Rozważania nad zakupem Suzuki Alto i takie tam (temat z ypsa)
-
W podobnych cenach
oscyluje Panda poprzedniej generacji tzw Panda Classic, jeśli dobrze pamiętam całość
z klimatyzacją i elektrycznymi szybami kosztuje jakieś 31.900zł, znając fiata można
by jakiś rabat uzyskać...
Bardzo podoba mi
się Suzuki Alto, jednak biorąc pod uwagę ilość sprzedanych egzemplarzy na naszym
rynku, po upływie gwarancji, z częściami może być różnie, a do pandy jest
praktycznie wszystko...Nie śmiej się, ale... OIDP, pandy nie mają... odpowiedniego koloru.

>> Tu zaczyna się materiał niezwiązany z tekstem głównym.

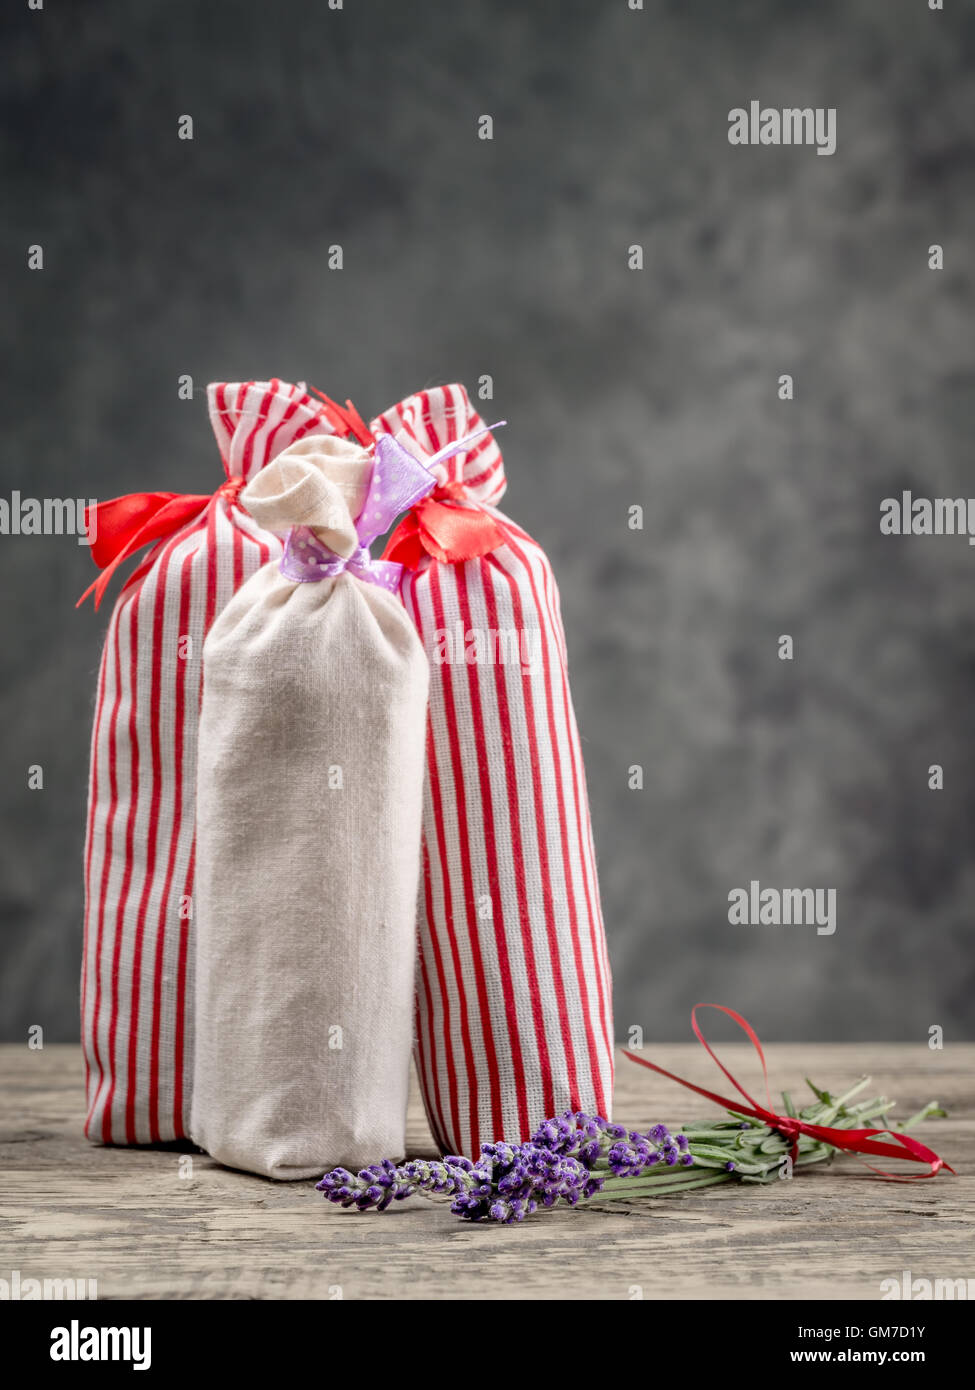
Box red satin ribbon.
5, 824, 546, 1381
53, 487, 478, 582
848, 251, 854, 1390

Co do części - naprawdę sądzisz, że w dzisiejszych czasach może być z nimi problem? -
Bardzo podoba mi
się Suzuki Alto, jednak biorąc pod uwagę ilość sprzedanych egzemplarzy na naszym
rynku, po upływie gwarancji, z częściami może być różnie, a do pandy jest
praktycznie wszystko...W ASO wbrew pozorom ceny nie są takie kosmiczne, to jednak auto budżetowe. Poza tym zobaczymy jak będzie z zapotrzebowaniem na części, na razie optymistycznie zakładam, że poza typowo eksploatacyjnymi nic więcej nie będzie potrzebne. Trzy lata obecności modelu na rynku to trochę mało, żeby wypowiadać się na temat niezawodności, ale w krajach gdzie Alto jest dużo bardziej popularne (Europa Zachodnia, Indie - pod nazwą A-Star, Filipiny - jako Celerio) niektórzy przejechali kilkadziesiąt tysięcy km i na forach praktycznie nikt nie wspomina o jakiś usterkach czy problemach. Jedynie w Anglii w niektórych Alto skrzypią mocowania silnika - to skrzypienie ustępuje po przesmarowaniu. Nie spotkałem się z narzekaniem na to w innych krajach, więc to pewnie kwestia angielskiego klimatu. Dobre zagraniczne fora gdzie jest wielu użytkowników tego modelu i gdzie można znaleźć sporo cennych informacji to:
http://www.suzukialtoclub.nl/forum/
http://www.teamcelerio.com/forum/
http://www.suzuki4u.co.uk/forum/ -
W pobliżu nie ma ASO (70 km), kobiecie trudno bawić się w naprawy (stąd
ważna niezawodność).Myślę, że z niezawodności będzie zadowolona. W razie jakiś problemów jest darmowe Suzuki Assistance - odholują do ASO i naprawią. Po gwarancji można też wykupić takie assistance na kolejne dwa lata, przy zakupie dostaje się bony rabatowe na przeglądy do ASO, więc jak ktoś chce robić po gwarancji przeglądy w ASO to assistance ma za darmo.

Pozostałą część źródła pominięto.